Unbleeping the Blago trial

By Michael Ranieri

A team of journalists photographers and Blagojevich bloggers met on Sept. 9 at Columbia’s 1104 Center, 1104 S. Wabash Ave., to discuss the inner-workings of former Gov. Rod Blagojevich’s corruption trial.

“Bleeping Golden: Insiders’ Stories of Covering the Blago Trial” was presented by the Association for Women Journalists and the Chicago Headline Club. Included in the discussion were questions covering one of the biggest, most recent political corruption stories in the U.S.

During the first session, the seven featured panelists—all members of well-established media outlets—described how covering the trial was different from covering others. Federal courts reporter for the Chicago Sun-Times Natasha Korecki, who has worked as an adjunct instructor for Columbia’s graduate journalism program, was among the panel members.

“There was one holdout juror on those counts and had she budged, we would have seen a significant conviction,” Korecki said. “The census count was 11-1. Rod saying ‘one down, 23 [counts] to go’ wasn’t exactly

the case.”

Jeff Coen, courts reporter for the Chicago Tribune, said one of the reasons there was a hung jury was due to “media manipulation” done by the attorneys present—one of whom, Sam Adam Jr., defended R. Kelly in the infamous 2008 child pornography trial.

“I’ve seen Sam Adam Jr. work for years, and he’s very, very good at media manipulation,” Coen said. “I know that on the way to this trial one of their ideas was to try and put Rod on TV and make this a celebrity trial.”

According to Coen, juries react to court battles differently when “celebrities” are on the stand.

“Juries just treat that person differently, and I think that’s partly what paid off here,” he said.

After the trial ended, Adam told the press the retrial would cost taxpayers $25 million.

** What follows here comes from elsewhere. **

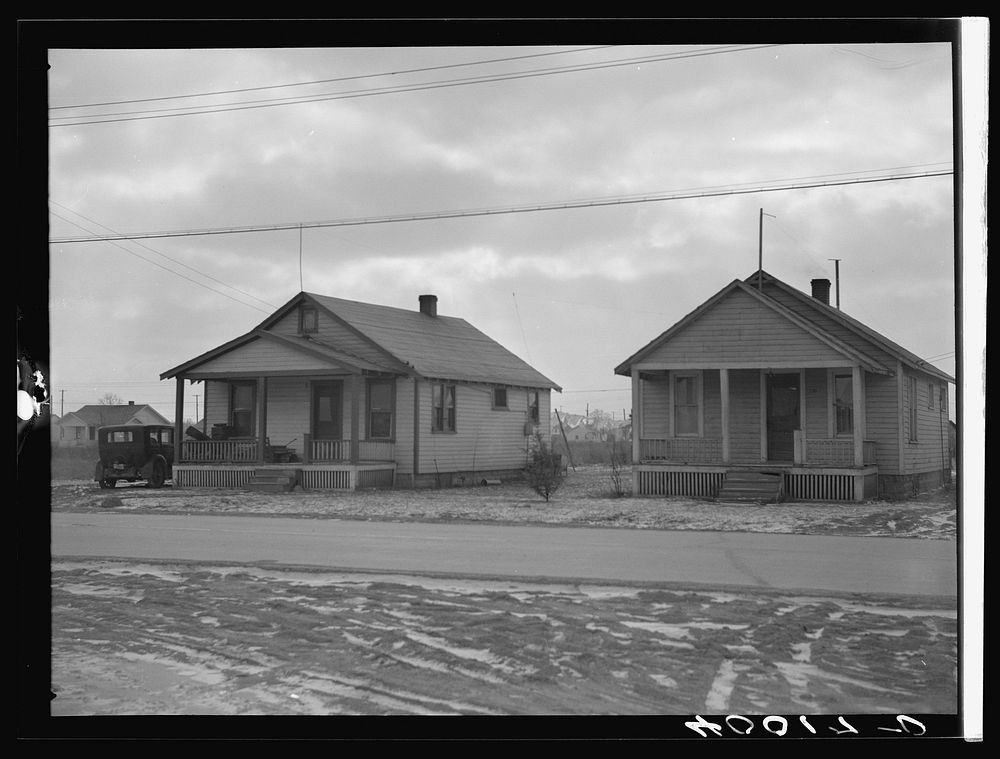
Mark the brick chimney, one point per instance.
(428, 305)
(821, 290)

“Sam pulled that out of the air,” Coen said. “It’s a balance; at some point the TV cameras are on. It’s a live press conference; these guys know what they’re doing and a certain amount of spin is going to get through, but it’s up to us to try to come back and fact-check it.”

Media critic Steve Rhodes agreed with Coen and said Adam’s “rant” was filled with misstatements and lies.”

Daily Herald photojournalist George LeClaire shared similar views.

“I think it was probably the celebrity status,” he said. “It wassurprising to me that at the hearing, everybody [who] came was supportive of him … There wasn’t one person booing him.”

Rhodes said he thought the reason Blagojevich wasn’t convicted was because of a “bad jury.”

He asked the committee if any of them believed Blagojevich to be innocent—out of the seven panelists questioned, no hands were raised.

“So the jury just isn’t as smart as everyone [on the panel]?” Rhodes said. “Maybe the answer is yes. Maybe it wasn’t a very bright jury. When you look at the holdout juror, clearly the other jurors thought she was crazy.”

Rhodes, founder of the Beachwood Reporter, also said he believes it was wrong that many Americans consider juries to be “infallible.”

He said in general, “we’re not allowed to criticize the jury; it has to be something the prosecution did wrong.”